The OSM data team of LoGIC project is translating, cleaning all the data coming from the unions of seven dsitricts, uploading the data on OpenStreetMap for public sharing, consultant also preparing the shape files for all concerned unions to the CRA report team for updating their union elements’ maps. The team is working according to the coordinated approach set by the consultant and getting feedback for any issue rises during translation, uploading and editing the features on OSM portal.
Since OpenStreetMap allows users to see locations, events, features, and changes with unprecedented clarity, showing current information with past description, history etc what offer a wide variety of analytical tools to meet the needs of many people, helping them make better monitoring and decisions about the target area/s. Therefore, these LoGIC CRA OSM database could be a vital resources for any other climate change, resilience or disaster projects in the target unions of Bangladesh.

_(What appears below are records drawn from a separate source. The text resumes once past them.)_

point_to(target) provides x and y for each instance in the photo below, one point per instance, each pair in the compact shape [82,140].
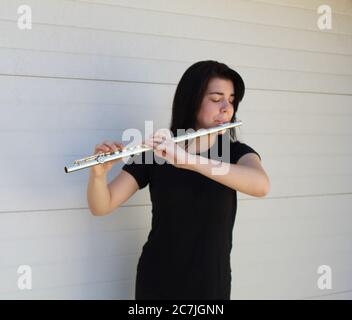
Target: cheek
[210,108]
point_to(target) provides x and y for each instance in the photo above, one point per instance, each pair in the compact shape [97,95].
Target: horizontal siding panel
[73,195]
[347,295]
[81,15]
[339,6]
[295,281]
[32,171]
[46,224]
[241,10]
[111,290]
[33,251]
[82,272]
[126,46]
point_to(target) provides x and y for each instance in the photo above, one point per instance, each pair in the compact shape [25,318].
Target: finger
[119,146]
[110,147]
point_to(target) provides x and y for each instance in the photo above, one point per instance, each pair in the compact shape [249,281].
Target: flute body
[110,156]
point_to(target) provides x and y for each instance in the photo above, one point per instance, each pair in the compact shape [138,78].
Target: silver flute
[128,151]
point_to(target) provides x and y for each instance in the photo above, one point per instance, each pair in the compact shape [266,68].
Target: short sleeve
[239,149]
[137,167]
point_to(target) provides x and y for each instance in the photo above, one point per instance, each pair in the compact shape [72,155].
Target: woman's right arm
[102,197]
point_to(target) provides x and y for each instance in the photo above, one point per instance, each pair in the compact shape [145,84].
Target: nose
[226,106]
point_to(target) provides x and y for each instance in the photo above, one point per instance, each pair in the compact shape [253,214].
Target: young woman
[187,254]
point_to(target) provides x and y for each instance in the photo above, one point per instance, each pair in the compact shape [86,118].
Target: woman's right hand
[107,146]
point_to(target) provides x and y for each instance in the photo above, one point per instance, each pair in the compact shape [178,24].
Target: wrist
[191,163]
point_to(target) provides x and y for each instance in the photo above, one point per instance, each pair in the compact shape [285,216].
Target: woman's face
[217,105]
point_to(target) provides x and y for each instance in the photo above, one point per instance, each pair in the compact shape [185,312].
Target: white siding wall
[90,69]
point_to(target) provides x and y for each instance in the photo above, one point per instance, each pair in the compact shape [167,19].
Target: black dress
[187,254]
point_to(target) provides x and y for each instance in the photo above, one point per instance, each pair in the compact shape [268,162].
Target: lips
[220,122]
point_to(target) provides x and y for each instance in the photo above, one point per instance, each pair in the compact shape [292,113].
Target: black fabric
[187,254]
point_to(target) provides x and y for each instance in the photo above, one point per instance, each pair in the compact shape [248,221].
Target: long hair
[191,89]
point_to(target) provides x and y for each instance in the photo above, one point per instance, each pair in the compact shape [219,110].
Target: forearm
[98,195]
[237,177]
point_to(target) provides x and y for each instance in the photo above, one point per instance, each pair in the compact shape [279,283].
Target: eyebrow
[220,93]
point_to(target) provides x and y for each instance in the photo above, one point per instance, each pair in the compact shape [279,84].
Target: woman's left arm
[247,176]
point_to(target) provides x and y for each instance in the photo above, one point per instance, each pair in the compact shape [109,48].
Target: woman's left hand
[165,148]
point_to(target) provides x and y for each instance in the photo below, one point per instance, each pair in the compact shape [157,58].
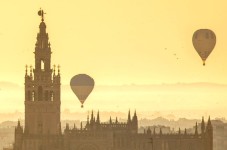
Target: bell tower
[42,89]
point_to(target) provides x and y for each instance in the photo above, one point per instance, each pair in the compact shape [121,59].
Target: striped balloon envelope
[82,85]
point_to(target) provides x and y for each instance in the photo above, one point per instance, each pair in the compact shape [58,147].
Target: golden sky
[116,42]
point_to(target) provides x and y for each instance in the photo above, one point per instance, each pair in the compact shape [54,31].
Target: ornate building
[42,130]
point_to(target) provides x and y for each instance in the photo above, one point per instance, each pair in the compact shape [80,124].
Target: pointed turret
[160,131]
[185,131]
[92,117]
[98,119]
[149,131]
[116,121]
[196,130]
[129,117]
[203,126]
[110,120]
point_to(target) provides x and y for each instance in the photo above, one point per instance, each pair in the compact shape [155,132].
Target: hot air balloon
[204,41]
[82,85]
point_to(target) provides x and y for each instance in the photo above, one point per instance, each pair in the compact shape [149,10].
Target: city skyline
[118,43]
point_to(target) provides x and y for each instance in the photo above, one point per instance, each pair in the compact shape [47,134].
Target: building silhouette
[42,130]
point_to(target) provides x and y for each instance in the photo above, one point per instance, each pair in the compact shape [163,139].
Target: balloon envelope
[82,85]
[204,41]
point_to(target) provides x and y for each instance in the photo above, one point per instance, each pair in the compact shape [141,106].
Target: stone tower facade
[42,129]
[42,96]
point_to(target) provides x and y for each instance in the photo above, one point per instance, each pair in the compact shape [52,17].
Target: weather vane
[41,13]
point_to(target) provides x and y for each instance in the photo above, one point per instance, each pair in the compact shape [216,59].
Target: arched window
[33,95]
[46,96]
[40,93]
[29,95]
[52,96]
[42,64]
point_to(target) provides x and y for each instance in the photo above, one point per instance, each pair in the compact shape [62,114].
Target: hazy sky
[116,42]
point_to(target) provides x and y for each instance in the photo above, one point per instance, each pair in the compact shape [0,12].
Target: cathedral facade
[42,129]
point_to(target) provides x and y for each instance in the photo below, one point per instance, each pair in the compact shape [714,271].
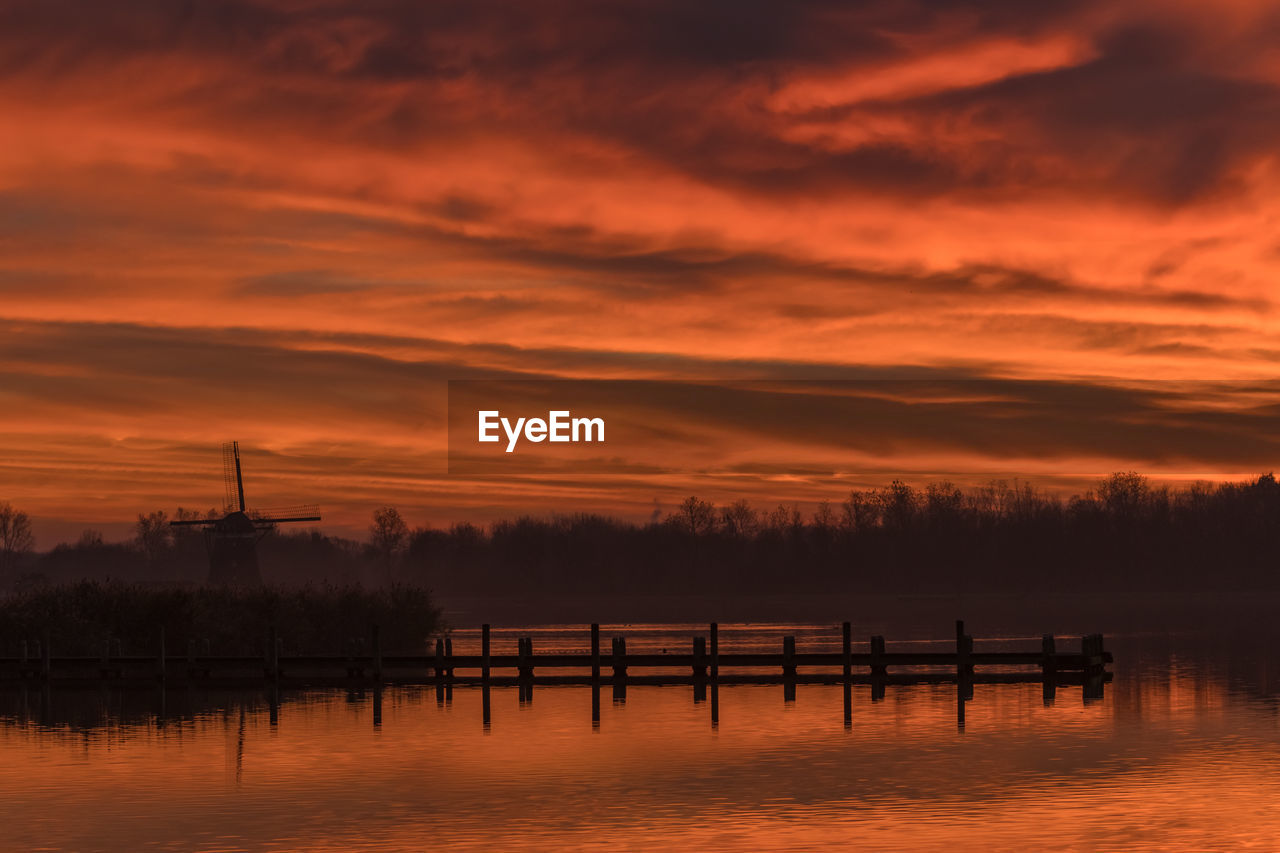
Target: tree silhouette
[16,537]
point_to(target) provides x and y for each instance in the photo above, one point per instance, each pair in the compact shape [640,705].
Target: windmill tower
[232,539]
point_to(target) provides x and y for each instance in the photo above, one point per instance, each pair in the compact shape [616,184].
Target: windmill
[232,539]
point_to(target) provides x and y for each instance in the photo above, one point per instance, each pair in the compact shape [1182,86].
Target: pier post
[699,657]
[1048,669]
[846,649]
[484,652]
[878,666]
[595,653]
[964,667]
[525,655]
[789,657]
[620,658]
[714,649]
[160,673]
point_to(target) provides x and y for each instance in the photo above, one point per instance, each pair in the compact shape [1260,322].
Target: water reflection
[1180,753]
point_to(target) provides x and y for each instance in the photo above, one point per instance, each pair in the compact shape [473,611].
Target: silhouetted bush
[312,619]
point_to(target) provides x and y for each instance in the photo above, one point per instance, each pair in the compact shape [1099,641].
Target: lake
[1180,753]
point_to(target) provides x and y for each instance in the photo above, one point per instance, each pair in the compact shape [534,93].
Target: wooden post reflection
[484,703]
[595,706]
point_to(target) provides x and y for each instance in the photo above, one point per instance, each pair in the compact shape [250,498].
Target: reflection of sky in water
[1182,753]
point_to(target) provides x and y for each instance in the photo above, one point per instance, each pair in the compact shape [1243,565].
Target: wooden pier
[703,662]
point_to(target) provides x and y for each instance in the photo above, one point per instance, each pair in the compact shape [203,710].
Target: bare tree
[154,534]
[16,537]
[696,515]
[388,533]
[739,519]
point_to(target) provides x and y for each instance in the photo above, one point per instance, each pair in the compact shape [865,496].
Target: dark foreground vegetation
[1125,534]
[83,616]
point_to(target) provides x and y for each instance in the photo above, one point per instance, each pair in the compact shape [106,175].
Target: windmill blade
[284,514]
[231,454]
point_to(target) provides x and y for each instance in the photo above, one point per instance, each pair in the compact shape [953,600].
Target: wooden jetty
[703,662]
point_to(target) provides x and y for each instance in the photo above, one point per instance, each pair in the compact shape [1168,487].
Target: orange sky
[289,223]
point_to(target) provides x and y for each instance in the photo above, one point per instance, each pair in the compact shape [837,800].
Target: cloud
[291,223]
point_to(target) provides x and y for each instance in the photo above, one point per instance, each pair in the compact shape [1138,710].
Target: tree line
[1125,533]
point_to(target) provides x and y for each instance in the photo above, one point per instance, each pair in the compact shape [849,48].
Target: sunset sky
[289,223]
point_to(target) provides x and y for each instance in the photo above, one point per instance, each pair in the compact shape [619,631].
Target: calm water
[1182,753]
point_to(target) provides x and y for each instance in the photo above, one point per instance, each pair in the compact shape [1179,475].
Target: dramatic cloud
[292,223]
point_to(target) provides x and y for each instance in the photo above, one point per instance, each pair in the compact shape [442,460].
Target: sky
[291,223]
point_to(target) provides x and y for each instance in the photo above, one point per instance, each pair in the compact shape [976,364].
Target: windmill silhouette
[232,539]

This database will also help to complement policy advocacy, resilience for any natural or climate impact, ensure the transparency in resource allocation and better monitoring.

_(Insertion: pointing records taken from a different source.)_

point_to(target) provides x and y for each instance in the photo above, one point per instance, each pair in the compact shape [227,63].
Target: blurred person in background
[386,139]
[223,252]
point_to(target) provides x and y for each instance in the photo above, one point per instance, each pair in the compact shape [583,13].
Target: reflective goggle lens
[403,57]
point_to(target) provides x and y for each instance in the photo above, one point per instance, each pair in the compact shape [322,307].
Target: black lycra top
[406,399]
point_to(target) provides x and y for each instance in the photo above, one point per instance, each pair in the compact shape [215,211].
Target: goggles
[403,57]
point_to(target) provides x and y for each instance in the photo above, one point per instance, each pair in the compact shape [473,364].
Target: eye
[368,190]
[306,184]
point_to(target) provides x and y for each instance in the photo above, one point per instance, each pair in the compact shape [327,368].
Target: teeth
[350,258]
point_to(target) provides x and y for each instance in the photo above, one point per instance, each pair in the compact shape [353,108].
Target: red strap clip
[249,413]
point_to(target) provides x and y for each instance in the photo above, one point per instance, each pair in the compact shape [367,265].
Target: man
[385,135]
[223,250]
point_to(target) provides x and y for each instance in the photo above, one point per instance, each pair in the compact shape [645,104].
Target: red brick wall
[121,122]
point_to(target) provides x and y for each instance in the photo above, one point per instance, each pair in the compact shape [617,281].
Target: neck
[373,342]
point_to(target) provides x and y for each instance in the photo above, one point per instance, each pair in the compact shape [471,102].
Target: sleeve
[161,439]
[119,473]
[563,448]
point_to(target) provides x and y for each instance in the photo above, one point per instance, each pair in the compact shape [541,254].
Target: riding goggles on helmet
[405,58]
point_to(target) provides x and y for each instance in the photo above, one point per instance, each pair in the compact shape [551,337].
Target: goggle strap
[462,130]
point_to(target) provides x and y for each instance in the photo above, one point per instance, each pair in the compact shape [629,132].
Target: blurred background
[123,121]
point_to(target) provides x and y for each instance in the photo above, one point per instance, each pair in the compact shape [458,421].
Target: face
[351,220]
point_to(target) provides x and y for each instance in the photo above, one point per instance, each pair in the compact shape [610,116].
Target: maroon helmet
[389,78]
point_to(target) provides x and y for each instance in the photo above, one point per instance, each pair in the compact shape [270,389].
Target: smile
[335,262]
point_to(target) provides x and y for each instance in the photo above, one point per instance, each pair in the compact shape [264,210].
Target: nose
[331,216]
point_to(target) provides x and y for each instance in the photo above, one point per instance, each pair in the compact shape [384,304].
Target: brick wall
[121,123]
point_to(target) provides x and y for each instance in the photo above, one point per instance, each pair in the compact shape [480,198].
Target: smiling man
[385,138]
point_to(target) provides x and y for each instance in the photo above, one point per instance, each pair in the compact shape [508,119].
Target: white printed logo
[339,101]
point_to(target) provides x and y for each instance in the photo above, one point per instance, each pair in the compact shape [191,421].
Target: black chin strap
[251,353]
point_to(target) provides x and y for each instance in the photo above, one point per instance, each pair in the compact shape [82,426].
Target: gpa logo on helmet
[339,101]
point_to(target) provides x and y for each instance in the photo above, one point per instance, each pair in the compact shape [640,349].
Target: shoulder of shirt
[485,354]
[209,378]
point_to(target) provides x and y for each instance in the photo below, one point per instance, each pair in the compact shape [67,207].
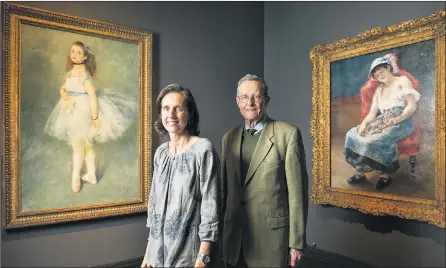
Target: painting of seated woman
[382,130]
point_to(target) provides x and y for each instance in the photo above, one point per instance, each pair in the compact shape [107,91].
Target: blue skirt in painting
[378,150]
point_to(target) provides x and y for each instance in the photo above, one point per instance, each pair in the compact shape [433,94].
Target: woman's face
[382,73]
[77,54]
[174,113]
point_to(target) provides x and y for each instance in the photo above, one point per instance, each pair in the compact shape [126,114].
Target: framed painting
[76,118]
[378,121]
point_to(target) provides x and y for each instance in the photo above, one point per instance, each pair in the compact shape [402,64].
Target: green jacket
[266,214]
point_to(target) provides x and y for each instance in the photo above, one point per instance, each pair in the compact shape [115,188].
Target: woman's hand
[96,122]
[362,128]
[393,121]
[199,263]
[393,61]
[145,264]
[63,94]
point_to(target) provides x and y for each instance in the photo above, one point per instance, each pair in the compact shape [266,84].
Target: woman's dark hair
[194,118]
[385,65]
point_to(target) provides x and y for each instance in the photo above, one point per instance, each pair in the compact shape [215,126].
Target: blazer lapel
[236,147]
[263,146]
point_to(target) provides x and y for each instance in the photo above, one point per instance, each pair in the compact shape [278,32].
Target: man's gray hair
[253,77]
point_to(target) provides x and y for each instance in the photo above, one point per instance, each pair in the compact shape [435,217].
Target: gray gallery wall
[291,30]
[205,46]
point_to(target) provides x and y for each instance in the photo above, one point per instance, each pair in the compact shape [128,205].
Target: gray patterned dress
[183,204]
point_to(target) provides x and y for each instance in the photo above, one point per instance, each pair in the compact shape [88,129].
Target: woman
[373,144]
[183,202]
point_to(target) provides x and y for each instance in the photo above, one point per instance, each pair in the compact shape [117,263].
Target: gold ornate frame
[14,17]
[378,39]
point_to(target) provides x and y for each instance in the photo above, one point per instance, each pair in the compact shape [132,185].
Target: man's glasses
[246,98]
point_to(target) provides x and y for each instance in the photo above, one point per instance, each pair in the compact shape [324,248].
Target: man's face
[251,101]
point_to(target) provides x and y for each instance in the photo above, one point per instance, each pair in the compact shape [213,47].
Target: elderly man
[263,162]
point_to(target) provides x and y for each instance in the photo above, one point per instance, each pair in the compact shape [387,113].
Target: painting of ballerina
[78,117]
[382,113]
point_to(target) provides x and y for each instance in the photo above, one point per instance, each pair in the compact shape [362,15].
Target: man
[263,162]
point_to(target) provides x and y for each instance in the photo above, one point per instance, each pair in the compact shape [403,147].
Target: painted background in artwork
[46,162]
[347,78]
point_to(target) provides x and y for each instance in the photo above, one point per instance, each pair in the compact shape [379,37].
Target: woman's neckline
[184,151]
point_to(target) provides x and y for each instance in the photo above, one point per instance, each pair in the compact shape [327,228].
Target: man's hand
[199,263]
[145,264]
[295,257]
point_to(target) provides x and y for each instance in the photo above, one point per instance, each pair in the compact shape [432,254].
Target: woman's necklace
[173,148]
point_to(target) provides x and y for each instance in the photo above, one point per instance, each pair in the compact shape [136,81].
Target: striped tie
[252,131]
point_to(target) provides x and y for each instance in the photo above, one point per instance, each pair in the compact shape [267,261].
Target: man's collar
[259,126]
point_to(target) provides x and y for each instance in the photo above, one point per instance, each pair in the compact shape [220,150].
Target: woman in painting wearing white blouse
[373,144]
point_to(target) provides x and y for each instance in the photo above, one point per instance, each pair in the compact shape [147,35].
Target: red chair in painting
[409,146]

Comment from SomeoneElse on 21 October 2018 at 16:48
There have been a number of issues with users trying to upload data as part of this project, mostly now to do with mispelt and partial tags such as “damage_dat”. See https://www.openstreetmap.org/node/5983656035 for a recent example. Attempts to get in touch with mappers has mostly failed, so I’m adding this comment here.
As I’ve suggested previously to mappers uploading this data you can see what keys are used for certain things by searching https://taginfo.openstreetmap.org/ and https://wiki.openstreetmap.org/wiki/Main_Page . You can also ask questions at https://help.openstreetmap.org/ .
Please do take the time to look for “unusual” keys added by this project and correct them to whatever they should have been in the first place.
Andy Townsend, from OSM’s Data Working Group
Comment from aHaSaN on 5 December 2018 at 10:22
Hope you are doing fine. I greatly appreciate your observation and efforts. A big team working behind these data addition and some of them doing mistakes what is difficult to track. Your notifications helping us a lot. Your suggestions are noted and working accordingly. We gonna finish the project this month and will do a through checkup. Still I will appreciate your suggestion and comments.
Ahasan ul Hoque
Comment from SomeoneElse on 9 December 2018 at 13:02
Thanks for that. There’s still quite a lot to do - see e.g. https://www.openstreetmap.org/changeset/64962722 . It’s actually quite straightforward to keep track of “odd keys” added; just use taginfo and search for the misspelt keys that you are looking for.
Comment from SomeoneElse on 9 December 2018 at 16:33
… and duff data is still being added. See e.g. https://www.openstreetmap.org/way/653752764 , added just now.
It would be far better if the people in charge of this data being added to OSM could educate the people adding it rather than a group such as the DWG trying to communicate with these mappers after the event.
Comment from SomeoneElse on 11 December 2018 at 12:42
Communication is still not occurring with your team. Regrettably we’ve had to block another user again today in order to try and engage with them - https://www.openstreetmap.org/user_blocks/2385 .
As the organiser of this work it is your responsibility to ensure that the team actually adding the data know what they are doing and add data that conforms to OSM norms, so that anyone who uses OSM data can make use of it.
Andy Townsend, on behalf of OSM’s Data Working Group.